Seven-year-old Jasai Hawkins came home from school last week on a mission.
McKinley K-8 had given the second-grader an animal cracker box-sized container to fill with spare change, to be given to the Leukemia & Lymphoma Society's Pennies for Patients. The society encourages students to fill their collection boxes with spare change to help fund blood cancer research for kids and adults.
But that box wasn't big enough for Jasai.
He went up to his room and emptied his piggy bank, an empty water jug.
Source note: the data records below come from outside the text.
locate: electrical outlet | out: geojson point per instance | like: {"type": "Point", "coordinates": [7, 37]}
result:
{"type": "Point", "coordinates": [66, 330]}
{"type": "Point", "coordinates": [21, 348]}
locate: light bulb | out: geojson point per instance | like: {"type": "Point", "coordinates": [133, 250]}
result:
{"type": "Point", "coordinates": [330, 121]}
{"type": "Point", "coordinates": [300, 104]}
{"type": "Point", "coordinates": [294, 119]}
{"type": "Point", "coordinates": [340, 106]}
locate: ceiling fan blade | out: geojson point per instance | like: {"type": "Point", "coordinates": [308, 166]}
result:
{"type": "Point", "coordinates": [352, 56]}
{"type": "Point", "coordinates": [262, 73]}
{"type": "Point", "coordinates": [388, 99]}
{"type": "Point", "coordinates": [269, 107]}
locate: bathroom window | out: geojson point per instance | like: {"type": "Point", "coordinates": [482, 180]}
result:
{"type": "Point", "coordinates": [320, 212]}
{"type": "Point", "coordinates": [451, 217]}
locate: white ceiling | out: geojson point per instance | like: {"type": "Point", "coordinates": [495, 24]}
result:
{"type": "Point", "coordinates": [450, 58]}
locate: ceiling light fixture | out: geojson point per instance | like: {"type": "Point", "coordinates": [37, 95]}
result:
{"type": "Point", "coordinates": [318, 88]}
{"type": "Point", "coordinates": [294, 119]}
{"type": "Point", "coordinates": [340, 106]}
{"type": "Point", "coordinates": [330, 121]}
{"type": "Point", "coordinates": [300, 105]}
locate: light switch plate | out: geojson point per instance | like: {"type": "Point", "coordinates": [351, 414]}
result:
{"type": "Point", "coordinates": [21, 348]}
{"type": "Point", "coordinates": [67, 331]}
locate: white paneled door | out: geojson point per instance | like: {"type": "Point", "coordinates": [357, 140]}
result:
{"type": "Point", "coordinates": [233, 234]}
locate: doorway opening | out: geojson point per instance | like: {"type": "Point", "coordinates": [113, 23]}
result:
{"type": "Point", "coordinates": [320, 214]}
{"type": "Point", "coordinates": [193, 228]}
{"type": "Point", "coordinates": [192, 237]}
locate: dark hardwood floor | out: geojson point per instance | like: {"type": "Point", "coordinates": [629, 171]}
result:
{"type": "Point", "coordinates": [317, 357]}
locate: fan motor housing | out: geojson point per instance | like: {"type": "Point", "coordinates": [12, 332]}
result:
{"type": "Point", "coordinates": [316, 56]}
He had been saving up for a couple of years, he said, and it had to go toward something special.
"So I want to give it away to cancer (research)," Jasai said.
The change quickly outgrew the box and ripped through Ziploc bags, so he decided to carry it all to school in his backpack.
For the kids: But that wasn't easy, either.
"His little back was hurting," said his mom, Tanoue Freeland.
She said she suggested he take some change one day and some the next day.
"And he's like, 'No, these kids need it right away, Mom,'" she said.
No one knows for sure how much change it was -- Freeland estimates it was somewhere between $20 and $30 -- but Jasai gave all the money in his jug.
"Every last penny, dime, nickel that was in there," she said.
The program offers incentives to classrooms, such as a pizza party, but Freeland said her son didn't look at it that way.
"He was more concerned with the fact that it was for kids with cancer," she said.
Giving back: Although the research is for blood cancers that affect patients of all ages, kids have a special role in fundraising, said Hannah Reagan, campaign specialist for the society's local school and youth programs.
Leukemia is one of the most common childhood cancers, and the program features six Honored Heroes, local student survivors of blood cancer, she said.
When Reagan heard Jasai's story, she said she was moved.
"It's really amazing because the whole point of this program is to learn about giving back and doing something bigger than yourself," she said.
It's commendable for a child to contribute pennies to fight cancer, Reagan said.
"And the fact that he's willing to give all his pennies -- it's inspirational for his peers," she said.
But the York City boy said it was simply money well spent.